Quem consagra seus bens e havia sobre ele a ketubá de uma mulher e um credor — a mulher não pode cobrar sua ketubá do consagrado, nem o credor a sua dívida; mas o resgatador resgata, com a condição de dar à mulher sua ketubá e ao credor a sua dívida. Consagrou noventa moedas e sua dívida era cem moedas — acrescenta ainda um dinar e resgata esses bens, com a condição de dar à mulher sua ketubá e ao credor a sua dívida.

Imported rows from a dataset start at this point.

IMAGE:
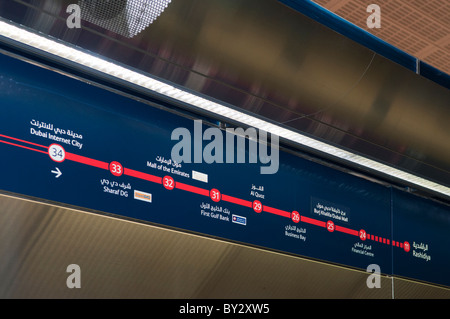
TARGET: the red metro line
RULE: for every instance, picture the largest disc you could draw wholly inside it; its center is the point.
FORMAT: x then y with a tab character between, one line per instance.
57	153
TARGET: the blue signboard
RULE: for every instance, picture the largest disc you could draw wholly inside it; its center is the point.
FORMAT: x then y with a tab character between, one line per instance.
66	141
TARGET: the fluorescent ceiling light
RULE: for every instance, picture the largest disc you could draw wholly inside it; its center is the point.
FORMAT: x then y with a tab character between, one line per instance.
88	60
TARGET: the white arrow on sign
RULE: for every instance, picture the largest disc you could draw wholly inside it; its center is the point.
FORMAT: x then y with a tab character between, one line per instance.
57	172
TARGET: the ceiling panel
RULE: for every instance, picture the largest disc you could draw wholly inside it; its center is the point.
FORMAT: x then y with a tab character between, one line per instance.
420	28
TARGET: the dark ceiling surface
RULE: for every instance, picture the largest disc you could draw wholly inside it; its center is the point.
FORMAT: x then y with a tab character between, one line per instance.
263	57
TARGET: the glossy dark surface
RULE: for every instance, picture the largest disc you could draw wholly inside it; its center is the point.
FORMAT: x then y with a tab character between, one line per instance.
268	59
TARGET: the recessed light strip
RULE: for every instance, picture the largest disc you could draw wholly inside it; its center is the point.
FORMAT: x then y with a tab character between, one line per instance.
88	60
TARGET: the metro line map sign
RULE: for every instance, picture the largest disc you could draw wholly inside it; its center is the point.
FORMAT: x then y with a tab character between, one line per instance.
68	142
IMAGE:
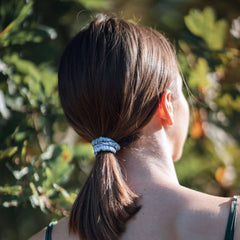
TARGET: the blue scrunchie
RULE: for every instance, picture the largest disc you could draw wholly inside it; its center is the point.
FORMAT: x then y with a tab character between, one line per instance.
104	144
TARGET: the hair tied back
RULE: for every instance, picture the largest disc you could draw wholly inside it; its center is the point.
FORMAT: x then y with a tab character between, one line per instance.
104	144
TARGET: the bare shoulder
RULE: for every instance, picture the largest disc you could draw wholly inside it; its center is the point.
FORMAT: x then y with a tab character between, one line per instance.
203	216
59	232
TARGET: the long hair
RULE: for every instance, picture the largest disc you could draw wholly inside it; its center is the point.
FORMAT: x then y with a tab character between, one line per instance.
111	77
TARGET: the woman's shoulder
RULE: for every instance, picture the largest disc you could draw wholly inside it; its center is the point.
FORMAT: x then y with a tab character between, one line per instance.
59	231
204	216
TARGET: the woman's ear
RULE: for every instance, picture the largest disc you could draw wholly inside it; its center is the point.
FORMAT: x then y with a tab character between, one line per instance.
165	108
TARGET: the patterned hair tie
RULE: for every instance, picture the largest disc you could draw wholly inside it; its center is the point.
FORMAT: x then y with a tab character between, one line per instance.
104	144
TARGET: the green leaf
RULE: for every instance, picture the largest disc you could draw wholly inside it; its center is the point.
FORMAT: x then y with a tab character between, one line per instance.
15	23
95	4
198	76
8	152
205	25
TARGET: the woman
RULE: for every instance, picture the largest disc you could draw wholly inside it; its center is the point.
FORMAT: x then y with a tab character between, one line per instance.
121	90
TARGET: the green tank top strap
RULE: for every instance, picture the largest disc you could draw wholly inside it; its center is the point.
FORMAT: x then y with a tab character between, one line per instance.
48	235
229	235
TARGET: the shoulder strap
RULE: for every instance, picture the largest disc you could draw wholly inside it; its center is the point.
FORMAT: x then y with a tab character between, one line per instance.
229	235
48	235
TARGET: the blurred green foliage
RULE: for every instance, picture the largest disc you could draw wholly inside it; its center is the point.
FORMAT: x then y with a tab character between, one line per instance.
43	164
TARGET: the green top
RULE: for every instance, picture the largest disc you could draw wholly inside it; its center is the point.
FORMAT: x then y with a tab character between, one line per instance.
229	235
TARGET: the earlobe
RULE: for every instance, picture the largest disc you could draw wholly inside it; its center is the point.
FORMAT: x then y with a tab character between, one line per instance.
165	108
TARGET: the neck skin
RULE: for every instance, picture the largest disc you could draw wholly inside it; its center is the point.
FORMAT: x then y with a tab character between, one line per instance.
149	158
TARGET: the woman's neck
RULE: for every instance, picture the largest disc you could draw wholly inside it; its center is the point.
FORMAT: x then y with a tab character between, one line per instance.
150	158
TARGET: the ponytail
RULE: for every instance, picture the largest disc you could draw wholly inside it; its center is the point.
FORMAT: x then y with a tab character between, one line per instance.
105	203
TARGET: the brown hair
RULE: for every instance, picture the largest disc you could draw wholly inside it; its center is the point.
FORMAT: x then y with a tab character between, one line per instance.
111	77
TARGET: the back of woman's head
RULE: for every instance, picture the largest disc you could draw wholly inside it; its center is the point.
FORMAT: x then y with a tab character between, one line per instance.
111	77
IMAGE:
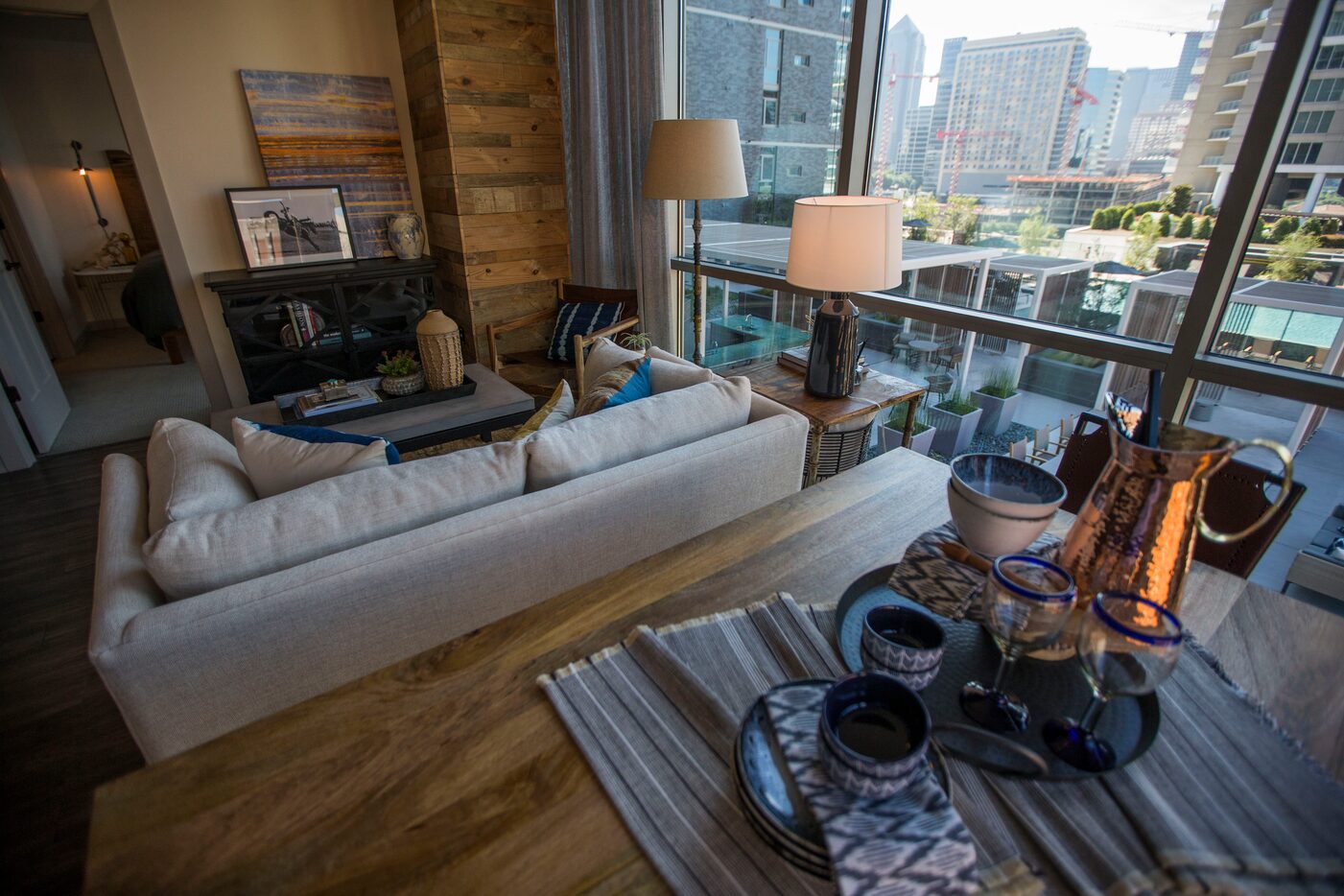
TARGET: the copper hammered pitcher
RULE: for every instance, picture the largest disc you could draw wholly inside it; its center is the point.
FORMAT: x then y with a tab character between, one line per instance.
1136	531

— A segunda mishná do perek complica o cenário da primeira, acrescentando um segundo credor ao lado da mulher: um homem consagra todos os seus bens, e sobre ele pesam simultaneamente a dívida da ketubá da esposa e a dívida a um credor comum. A regra é categórica: nem a mulher nem o credor podem exigir do tesouro do Templo o pagamento direto do que lhes é devido, pois, tecnicamente, uma vez consagrados, os bens pertencem ao Templo, e nem a ketubá nem a dívida comum criam um direito de penhora sobre bens sagrados. A única via possível é o resgate: alguém — tipicamente o próprio marido devedor — paga ao tesouro do Templo o valor do consagrado para reavê-lo como propriedade profana, expressamente com a condição de que o dinheiro do resgate sirva para pagar a mulher e o credor. A mishná então examina um caso limite: o marido consagrou bens avaliados em noventa moedas, mas sua dívida total (ketubá mais dívida comum) soma cem. Como o valor do resgate deve corresponder ao valor real do bem, e não seria lícito resgatar bens no papel por um preço inferior ao seu valor de mercado apenas para cobrir uma dívida maior, a solução é técnica: o devedor acrescenta um dinar simbólico ao valor real dos bens, criando assim uma soma total de resgate que, tecnicamente, paga o valor cheio dos bens consagrados (mais um centavo), permitindo então que o produto desse resgate seja distribuído entre a mulher e o credor, ainda que a soma total da dívida exceda o valor original do consagrado.
Rambam explica que, mesmo quando o valor do que se consagrou é inferior à dívida — noventa contra cem, no exemplo da mishná — o resgatador precisa acrescentar algo, ainda que seja apenas um dinar, além do valor real dos bens, de modo que possa dizer formalmente: “este campo eu o entrego ao consagrado com a condição de pagar noventa ao credor”. A razão dessa exigência é evitar que se diga que bens consagrados saem do domínio do Templo sem pagamento de resgate algum. Mas se a dívida for o dobro ou mais do valor do que foi consagrado, não se pode resgatar sob condição de forma alguma; em vez disso, a dívida simplesmente deixa de incidir sobre aquele campo desde a origem — e é isso que a Guemará resume dizendo que até a metade se resgata, além da metade não se resgata.
Bartenura esclarece que o caso de “havia sobre ele a ketubá de uma mulher” pressupõe que o divórcio precedeu a consagração dos bens, pois assim já não há suspeita de conluio. Sobre “mas o resgatador resgata”: o próprio marido resgata os bens do Templo por um preço baixo, um valor mínimo, apenas para poder pagar a ketubá da mulher — pois, sendo bens que na verdade já não lhe pertenciam (já consagrados), a consagração de fato não incidiu sobre eles; e esse valor mínimo é uma medida preventiva, para que não se diga que bens saem do domínio do consagrado sem qualquer resgate. Sobre o caso de consagrar noventa quando a dívida é cem: ainda que a dívida exceda o valor consagrado, dizemos que o credor emprestou tendo em mente justamente esses bens, e por isso cobra deles — mas até que limite? Até a metade. Se, porém, os bens consagrados não valerem sequer metade da dívida, o credor não cobra deles.
Rashi confirma que “havia sobre ele a ketubá de uma mulher” pressupõe que o divórcio precedeu a consagração, de modo que já não há suspeita de conluio. Sobre “mas o resgatador resgata”, explica que o próprio dono resgata os bens do Templo por um valor baixo — por um dinar, ou por pouca coisa — com a condição de pagar depois, pois na verdade a consagração jamais teve efeito sobre bens que, tecnicamente, já não lhe pertenciam; e esse valor mínimo é apenas uma medida decretada pelos Sábios, conforme se explica na própria Guemará. Sobre “acrescenta ainda um dinar”, explica que é o credor quem empresta ao devedor esse dinar adicional, permitindo assim que ele resgate os bens.